Publication number: US20120328184A1
Application number: US13/166,197
Authority: US
Inventors: Feng Tang
Original assignee: Hewlett Packard Development Co LP
Current assignee: Hewlett Packard Development Co LP
Priority date: 2011-06-22
Filing date: 2011-06-22
Publication date: 2012-12-27

Abstract

Systems and methods are provided for optically characterizing an object. A method includes querying an image search engine for the object; extracting image features from multiple images returned by the search engine in response to the query; clustering the image features extracted from the images returned by the search engine according to similarities in optical characteristics of the image features; and determining a set of image features most representative of the object based on the clustering.

Description

BACKGROUND

In the field of computer vision, computers extract information from optical images to perform certain tasks.

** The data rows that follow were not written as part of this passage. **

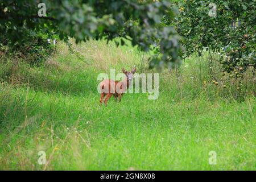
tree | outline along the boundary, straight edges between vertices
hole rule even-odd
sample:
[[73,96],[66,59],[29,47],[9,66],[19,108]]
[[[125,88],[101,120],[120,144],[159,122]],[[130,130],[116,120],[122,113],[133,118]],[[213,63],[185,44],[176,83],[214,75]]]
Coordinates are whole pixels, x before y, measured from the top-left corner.
[[[144,51],[159,47],[160,56],[151,60],[151,65],[162,61],[174,61],[180,52],[180,38],[171,26],[163,27],[164,15],[175,16],[170,3],[137,0],[42,1],[46,16],[39,16],[35,0],[0,2],[0,37],[11,43],[24,43],[27,31],[42,31],[49,36],[56,34],[67,42],[73,38],[76,43],[89,38],[108,41],[117,37],[117,46],[123,39],[130,40]],[[43,8],[44,6],[40,8]],[[43,13],[43,11],[42,13]],[[29,42],[29,40],[28,40]]]
[[255,5],[255,0],[180,1],[176,21],[166,17],[165,22],[183,36],[184,57],[205,49],[218,52],[223,71],[237,78],[256,67]]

Computer vision can be used to accomplish tasks as diverse as the navigation of vehicles, the diagnosis of medical conditions, and the recognition of printed text. In many applications of computer vision, the computer is programmed to recognize and identify objects in an optical image. For example, in a vehicle navigation application of computer vision, a computer may be tasked with analyzing an image provided by a camera to identify a road and deduce a correct path of travel. In optical character recognition, a computer identifies printed characters and puts the characters together to form meaningful text.
Traditional methods for training a machine to detect and recognize objects can be quite tedious. For example, to train a computer to recognize a certain object, a user generally many need to track down a large number of training images showing the object, crop the images such that the object is prominently shown in each image, and align the objects shown in each image. This process can often be time consuming and difficult.

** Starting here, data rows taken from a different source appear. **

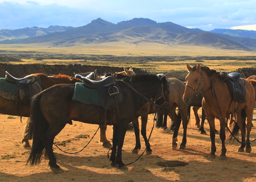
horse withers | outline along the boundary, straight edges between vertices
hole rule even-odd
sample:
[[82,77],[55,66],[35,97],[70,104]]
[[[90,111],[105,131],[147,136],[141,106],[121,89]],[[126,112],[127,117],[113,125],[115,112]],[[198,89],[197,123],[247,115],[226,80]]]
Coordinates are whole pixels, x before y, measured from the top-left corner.
[[[130,80],[118,80],[116,82],[125,95],[124,103],[126,104],[120,106],[120,117],[116,111],[107,112],[107,116],[111,116],[107,118],[107,124],[113,125],[110,157],[112,165],[118,164],[122,168],[125,166],[122,162],[122,149],[129,123],[134,118],[137,110],[148,99],[154,98],[162,93],[166,95],[165,92],[169,92],[166,91],[168,87],[165,77],[159,79],[154,75],[139,75],[132,76]],[[106,118],[102,116],[105,115],[106,110],[101,106],[73,100],[74,90],[74,85],[57,85],[33,97],[31,105],[33,143],[27,160],[31,165],[40,163],[45,149],[51,169],[55,172],[60,170],[53,152],[53,141],[55,136],[72,120],[95,124],[105,123]]]
[[[215,119],[216,118],[220,121],[220,137],[222,145],[220,159],[226,159],[227,149],[225,145],[226,123],[225,117],[227,114],[231,114],[234,112],[237,114],[237,121],[242,133],[241,145],[238,152],[244,152],[246,147],[246,152],[251,152],[252,148],[250,134],[255,105],[255,91],[252,84],[245,79],[242,79],[242,81],[244,82],[244,90],[246,92],[245,96],[246,101],[240,103],[232,99],[233,96],[229,90],[228,84],[222,79],[219,72],[211,70],[207,67],[201,66],[200,64],[192,68],[186,64],[186,66],[189,74],[186,77],[186,85],[183,100],[185,103],[189,104],[197,93],[201,92],[204,96],[202,105],[210,125],[212,144],[211,151],[209,158],[216,157]],[[247,124],[245,122],[246,116]],[[247,130],[246,142],[246,126]]]

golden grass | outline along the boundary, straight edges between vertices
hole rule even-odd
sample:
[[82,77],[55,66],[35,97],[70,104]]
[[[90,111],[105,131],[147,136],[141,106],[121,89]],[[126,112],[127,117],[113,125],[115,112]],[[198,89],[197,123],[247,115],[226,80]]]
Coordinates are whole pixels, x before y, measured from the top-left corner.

BRIEF DESCRIPTION OF THE DRAWINGS

The accompanying drawings illustrate various examples of the principles described herein and are a part of the specification. The illustrated examples are merely examples and do not limit the scope of the disclosure.

FIG. 1 is a block diagram of an illustrative system for optically characterizing objects, according to one example of principles described herein.

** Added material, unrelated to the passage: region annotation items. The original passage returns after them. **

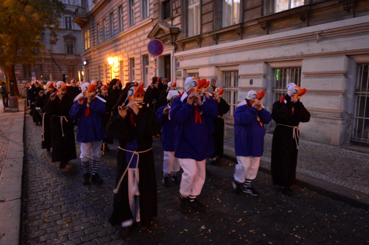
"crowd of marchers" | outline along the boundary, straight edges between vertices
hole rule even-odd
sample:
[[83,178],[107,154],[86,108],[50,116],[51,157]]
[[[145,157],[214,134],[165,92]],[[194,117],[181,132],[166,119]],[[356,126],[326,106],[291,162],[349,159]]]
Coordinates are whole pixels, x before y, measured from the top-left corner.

FIG. 2 is a flowchart diagram of an illustrative method of optically characterizing an object, according to one example of principles described herein.

FIG. 3 is a flowchart diagram of an illustrative method of optically characterizing an object, according to one example of principles described herein.

FIG. 4 is a flowchart diagram of an illustrative method of optically characterizing an object, according to one example of principles described herein.

FIG. 5 is a flowchart diagram of an illustrative method of optically recognizing an object in an image, according to one example of principles described herein.

FIG. 6 is a block diagram of an illustrative computing device which may implement a method of optically characterizing an object, according to one example of principles described herein.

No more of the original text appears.